Failure to Protect Resident from Physical Abuse and Inadequate Incident Reporting
Penalty
Summary
A staff member, identified as an activity aide/CNA, physically intervened with a resident who was seeking to smoke after refusing a blood draw. The staff member confronted the resident, grabbed him by both arms, took him down to the floor, and held him there. The resident, who has muscle wasting, atrophy, anxiety, and a right ankle contracture, subsequently complained of pain and was observed with an abrasion on his right elbow. He was later sent to the hospital and diagnosed with acute bilateral lower back pain, elbow pain, and thumb pain. The resident reported feeling scared and humiliated by the incident. Multiple staff members, including security and nursing staff, were present or nearby during the incident but did not intervene or respond appropriately to protect the resident or gather information for reporting. The activity aide/CNA did not follow proper Crisis Prevention Intervention (CPI) protocols, as confirmed by the social service director and activity director, and failed to report the incident to the appropriate supervisory staff.
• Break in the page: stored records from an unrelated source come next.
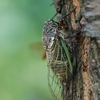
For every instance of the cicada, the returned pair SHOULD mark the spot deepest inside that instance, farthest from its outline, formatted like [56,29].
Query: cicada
[58,58]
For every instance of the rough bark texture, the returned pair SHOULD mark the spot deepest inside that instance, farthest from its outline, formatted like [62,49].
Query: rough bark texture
[82,27]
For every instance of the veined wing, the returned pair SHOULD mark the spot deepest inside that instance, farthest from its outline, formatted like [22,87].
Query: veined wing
[59,69]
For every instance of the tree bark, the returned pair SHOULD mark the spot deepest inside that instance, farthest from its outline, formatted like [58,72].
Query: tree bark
[82,26]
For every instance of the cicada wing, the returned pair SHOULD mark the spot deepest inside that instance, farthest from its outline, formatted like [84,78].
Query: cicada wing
[58,71]
[94,55]
[54,83]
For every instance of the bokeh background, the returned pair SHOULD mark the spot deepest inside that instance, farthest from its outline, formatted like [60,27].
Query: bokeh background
[23,72]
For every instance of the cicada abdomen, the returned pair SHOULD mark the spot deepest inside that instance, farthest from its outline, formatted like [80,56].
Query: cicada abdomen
[58,59]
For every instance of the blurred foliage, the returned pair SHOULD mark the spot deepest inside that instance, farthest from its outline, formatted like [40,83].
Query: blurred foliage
[23,73]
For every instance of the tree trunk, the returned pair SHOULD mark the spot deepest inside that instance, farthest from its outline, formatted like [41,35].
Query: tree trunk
[82,26]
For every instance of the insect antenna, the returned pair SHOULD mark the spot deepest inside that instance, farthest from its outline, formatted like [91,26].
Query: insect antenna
[68,14]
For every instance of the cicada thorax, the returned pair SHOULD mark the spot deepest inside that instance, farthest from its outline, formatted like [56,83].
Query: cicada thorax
[56,58]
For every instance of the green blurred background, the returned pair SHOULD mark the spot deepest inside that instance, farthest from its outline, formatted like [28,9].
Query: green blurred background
[23,72]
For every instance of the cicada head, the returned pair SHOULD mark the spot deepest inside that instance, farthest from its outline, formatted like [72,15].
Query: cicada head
[50,31]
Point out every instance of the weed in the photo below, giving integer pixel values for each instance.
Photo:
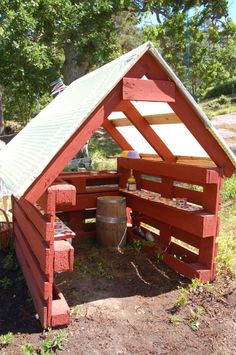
(182, 299)
(28, 349)
(50, 345)
(78, 312)
(6, 340)
(175, 320)
(196, 283)
(226, 261)
(6, 282)
(94, 256)
(195, 316)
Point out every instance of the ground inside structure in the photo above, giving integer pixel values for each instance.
(126, 302)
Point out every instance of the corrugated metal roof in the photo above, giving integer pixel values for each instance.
(29, 153)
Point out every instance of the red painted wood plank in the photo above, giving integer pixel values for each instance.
(200, 224)
(40, 279)
(39, 303)
(74, 144)
(189, 116)
(39, 247)
(192, 195)
(116, 135)
(182, 252)
(65, 194)
(185, 269)
(63, 256)
(185, 237)
(60, 310)
(180, 172)
(47, 202)
(148, 90)
(148, 133)
(44, 227)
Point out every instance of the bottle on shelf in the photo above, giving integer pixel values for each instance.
(131, 183)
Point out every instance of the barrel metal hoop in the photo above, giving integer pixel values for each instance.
(106, 219)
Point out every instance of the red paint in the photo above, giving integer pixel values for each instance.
(148, 90)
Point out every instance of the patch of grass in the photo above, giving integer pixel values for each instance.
(195, 283)
(182, 298)
(218, 106)
(78, 312)
(195, 318)
(51, 344)
(6, 339)
(28, 349)
(226, 259)
(175, 320)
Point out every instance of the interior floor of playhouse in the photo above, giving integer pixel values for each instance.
(123, 302)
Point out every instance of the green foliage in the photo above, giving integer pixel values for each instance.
(195, 283)
(182, 298)
(51, 344)
(78, 312)
(213, 107)
(229, 189)
(207, 34)
(226, 260)
(175, 320)
(195, 318)
(35, 49)
(6, 339)
(28, 349)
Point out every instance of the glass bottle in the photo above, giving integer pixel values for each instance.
(131, 184)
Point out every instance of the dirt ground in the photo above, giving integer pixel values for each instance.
(126, 303)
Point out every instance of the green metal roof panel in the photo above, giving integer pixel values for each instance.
(30, 152)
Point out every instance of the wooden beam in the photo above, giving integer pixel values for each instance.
(73, 145)
(185, 111)
(148, 133)
(148, 90)
(115, 134)
(192, 175)
(162, 118)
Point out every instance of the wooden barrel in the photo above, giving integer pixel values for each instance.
(111, 221)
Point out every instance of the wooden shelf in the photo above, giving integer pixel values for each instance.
(199, 223)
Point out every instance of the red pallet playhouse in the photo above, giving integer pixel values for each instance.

The nurse and other staff who were aware of the commotion did not document or escalate the event as required by facility policy. The facility's abuse prevention policy prohibits abuse, neglect, and mistreatment of residents and requires all incidents to be documented and reported. However, the incident was not promptly or properly reported to the administrator, DON, or other relevant authorities. The lack of immediate assessment and documentation, as well as the failure to remove the alleged perpetrator from duty, contributed to the deficiency in protecting the resident from abuse and ensuring a safe environment.